Rowan pipes up, “The job of the partner is simple: be useful and be quiet, like.” He glances at me, a half second of heat and regret. I look away first.
A dad in the front snorts. “Tell that to my mother-in-law.”
“We’re tryin’, God help us,” Sean says solemnly, and the room laughs.
“Okay, dads, great job!” Mabel chirps brightly, and pillows are pulled out from under me, hands removed from me like live wires being clipped. “Let’s go over packing lists now.”
We move on. Everyone bends over their handouts.
I breathe in. I breathe out. The flush recedes enough that I can read nursing bras without combusting.
Packing lists. Hospital registration. The part where Mabel says, “If your plan changes, that doesn’t mean you failed,” and looks right at me without meaning to.

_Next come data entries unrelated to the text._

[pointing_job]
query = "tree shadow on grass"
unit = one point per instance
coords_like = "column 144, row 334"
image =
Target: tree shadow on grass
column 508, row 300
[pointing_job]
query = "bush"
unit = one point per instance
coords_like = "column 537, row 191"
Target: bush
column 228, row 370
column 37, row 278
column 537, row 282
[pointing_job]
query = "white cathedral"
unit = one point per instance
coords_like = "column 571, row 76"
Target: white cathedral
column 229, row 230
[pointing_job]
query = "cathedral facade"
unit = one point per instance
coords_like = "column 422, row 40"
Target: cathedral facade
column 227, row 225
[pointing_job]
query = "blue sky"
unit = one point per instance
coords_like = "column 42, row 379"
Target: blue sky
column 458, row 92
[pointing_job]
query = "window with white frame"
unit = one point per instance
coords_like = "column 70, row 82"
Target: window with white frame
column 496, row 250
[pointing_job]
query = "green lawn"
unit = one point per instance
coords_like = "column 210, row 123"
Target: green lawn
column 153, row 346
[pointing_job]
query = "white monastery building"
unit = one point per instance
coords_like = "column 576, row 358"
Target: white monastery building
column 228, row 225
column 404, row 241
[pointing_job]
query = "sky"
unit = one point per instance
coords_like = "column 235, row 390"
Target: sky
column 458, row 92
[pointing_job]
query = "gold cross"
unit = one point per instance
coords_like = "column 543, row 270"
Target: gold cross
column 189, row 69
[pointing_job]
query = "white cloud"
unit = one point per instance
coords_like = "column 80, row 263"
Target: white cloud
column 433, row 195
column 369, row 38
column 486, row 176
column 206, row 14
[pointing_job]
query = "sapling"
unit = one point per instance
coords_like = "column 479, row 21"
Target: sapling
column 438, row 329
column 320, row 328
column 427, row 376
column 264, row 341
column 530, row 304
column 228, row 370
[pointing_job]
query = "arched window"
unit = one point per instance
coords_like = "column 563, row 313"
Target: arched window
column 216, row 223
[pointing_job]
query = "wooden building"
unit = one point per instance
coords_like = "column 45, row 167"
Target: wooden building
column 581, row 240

I have the sudden sense that in a different life, this could have been a normal night.
One partner, one birth, one steady future.
Class ends on a chorus of scraping chairs and zippers.
People drift over to ask the doctors things.
A mom asks Declan about car seats for multiples, and he becomes earnest in a way that would make me laugh if I weren’t trying to be a person made of poise.
Sean is mobbed by two dads asking about whether ice chips count as food.
Rowan pulls from his coat pocket a stack of printed resources no one asked for but everyone takes.
I breathe in. I breathe out. Tonight, at least, I did.